The LRA was established in 2005 following hurricanes Katrina and Rita, and provided funds to residents for rebuilding. Earlier this summer, the Louisiana legislature had mandated that the LRA create a $5 million initiative to help drywall victims. In September, the LRA set aside that amount of federal Community Development Block Grant disaster recovery money to compensate hurricane victims whose homes were built with Chinese drywall. Yesterday, the LRA approved Action Plan Amendment No. 37, which creates the initiative.
But according to the New Orleans Times-Picayune, the compensation program won’t start until the LRA receives more answers from the U.S. Department of Housing and Urban Development (HUD), the CPSC and the Centers for Disease Control and Prevention. The use of Community Development Block Grant Funds requires HUD approval, and the LRA is awaiting the completion of the CPSC’s drywall investigation before formulating standards of eligibility and implementation. No drywall compensation program will be launched in Louisiana until a “nationally recognized testing and remediation protocol is approved,” the Times-Picayune said.
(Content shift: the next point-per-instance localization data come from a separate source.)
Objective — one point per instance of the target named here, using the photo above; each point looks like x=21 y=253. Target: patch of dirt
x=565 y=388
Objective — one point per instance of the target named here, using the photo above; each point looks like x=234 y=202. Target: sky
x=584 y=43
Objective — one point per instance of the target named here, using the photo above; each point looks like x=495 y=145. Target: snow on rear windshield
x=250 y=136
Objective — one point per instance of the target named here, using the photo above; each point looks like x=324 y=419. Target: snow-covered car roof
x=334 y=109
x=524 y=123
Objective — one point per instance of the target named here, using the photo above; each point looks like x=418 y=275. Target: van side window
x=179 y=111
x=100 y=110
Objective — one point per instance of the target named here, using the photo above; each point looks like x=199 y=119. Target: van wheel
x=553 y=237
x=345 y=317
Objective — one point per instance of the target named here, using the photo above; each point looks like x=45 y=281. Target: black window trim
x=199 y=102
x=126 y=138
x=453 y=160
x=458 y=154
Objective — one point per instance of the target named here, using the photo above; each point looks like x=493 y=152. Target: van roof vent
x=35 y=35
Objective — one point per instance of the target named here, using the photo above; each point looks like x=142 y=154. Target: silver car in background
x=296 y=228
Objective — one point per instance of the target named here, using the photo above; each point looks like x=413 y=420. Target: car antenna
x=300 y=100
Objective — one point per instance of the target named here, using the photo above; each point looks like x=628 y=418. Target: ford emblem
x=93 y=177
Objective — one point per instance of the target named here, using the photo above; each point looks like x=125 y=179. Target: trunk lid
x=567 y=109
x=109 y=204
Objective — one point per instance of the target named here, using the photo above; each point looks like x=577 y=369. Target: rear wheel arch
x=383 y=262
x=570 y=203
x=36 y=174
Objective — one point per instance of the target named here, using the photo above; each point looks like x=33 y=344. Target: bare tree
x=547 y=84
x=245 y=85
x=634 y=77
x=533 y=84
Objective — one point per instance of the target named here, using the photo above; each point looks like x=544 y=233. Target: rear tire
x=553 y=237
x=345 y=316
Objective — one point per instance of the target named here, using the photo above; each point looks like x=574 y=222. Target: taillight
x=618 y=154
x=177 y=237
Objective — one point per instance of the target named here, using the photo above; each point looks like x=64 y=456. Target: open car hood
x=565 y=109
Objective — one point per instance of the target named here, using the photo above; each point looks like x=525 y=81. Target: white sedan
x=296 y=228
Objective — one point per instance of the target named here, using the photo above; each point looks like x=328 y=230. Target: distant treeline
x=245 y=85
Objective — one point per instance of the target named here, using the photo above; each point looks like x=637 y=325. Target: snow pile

The drywall compensation program approved by the LRA yesterday limits eligibility to applicants to the Road Home program, which has provided grants to more than 125,000 households for Katrina and Hurricane Rita recovery, the Times-Picayune said. Many hurricane-damaged homes in the state were renovated with defective Chinese drywall.
Final approval of the Chinese drywall compensation program will occur at a later meeting. The LRA is posting the Action Plan Amendment to its Web Site, and according to the Times-Picayune, has invited public comment.